The plant's 925 employees, including 200 salaried workers, will receive a combination of unemployment insurance and pay from McCook while the plant is shut down to sell power back to the Bonneville Power Administration, said McCook spokesman Paul Frank.
Idled workers must actively seek work while receiving unemployment, according to the state Department of Employment Security.
Unemployment insurance can last a maximum of 30 weeks in Washington. When the benefits expire in October, McCook has agreed to pay the entire 40 hours per week. The plant will partially reopen in April 2002, Frank said. BPA will start selling 100 megawatts of power back to the plant at that time.
It's unknown what compensation, if any, idled workers will receive after April 2002. Frank said McCook will "be bringing workers back in stages until the plant is back up to full capacity" at a later date.
Whether or not the state should OK unemployment claims -- versus having McCook pay the workers' entire salaries during the shutdown -- has been a point of contention.
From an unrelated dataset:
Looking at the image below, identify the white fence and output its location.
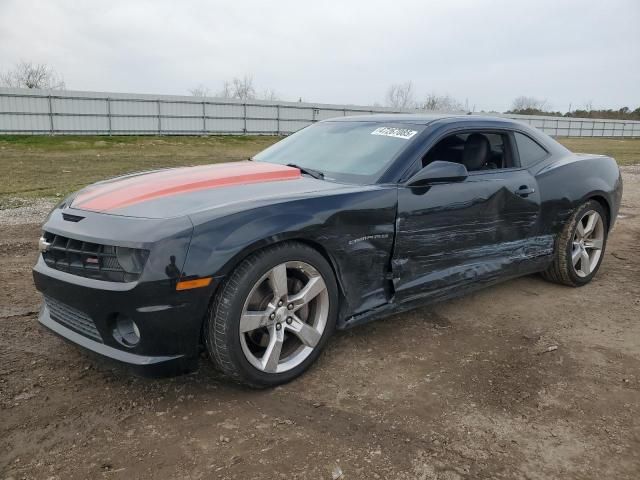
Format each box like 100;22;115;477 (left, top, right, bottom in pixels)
0;88;640;137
BPA has stipulated that workers be "fully compensated" during the shutdown.
Frank noted that unemployment security "is an insurance fund that employers like Longview Aluminum pay into, and their premium will go up because of the amount of claims being filed."
"Longview Aluminum is not getting a 'free ride,'" he said. "It's important to keep in mind who pays for unemployment insurance. It's a benefit they (Longview Aluminum) are paying into."
Last month McCook bought the plant, formerly known as Reynolds Metals Co., for an undisclosed sum from Alcoa Inc. According to documents filed with the Cowlitz County Auditor's Office, McCook borrowed $155 million two days before the sale of the plant.
Citing confidentiality agreements with McCook Metals, salaried workers said they could not discuss the terms of their offers.
Bob Hughes, a program manager for the state's Employment Security Department, said similar agreements had been negotiated at Kaiser Aluminum in Spokane and Golden Northwest Aluminum in Goldendale, Wash., where companies have sold power back to BPA so it can meet the region's energy needs.
McCook will get $225 million from the sale to BPA. At other plants that have power resale agreements built into their contracts with BPA, such as Alcoa's Troutdale, Ore. smelter, companies have simply shut down to sell power on the lucrative open market, leaving workers without jobs or compensation.
Hughes said McCook had committed to pay all of the plant's 925 employees "waiting week" pay while their claims were processed.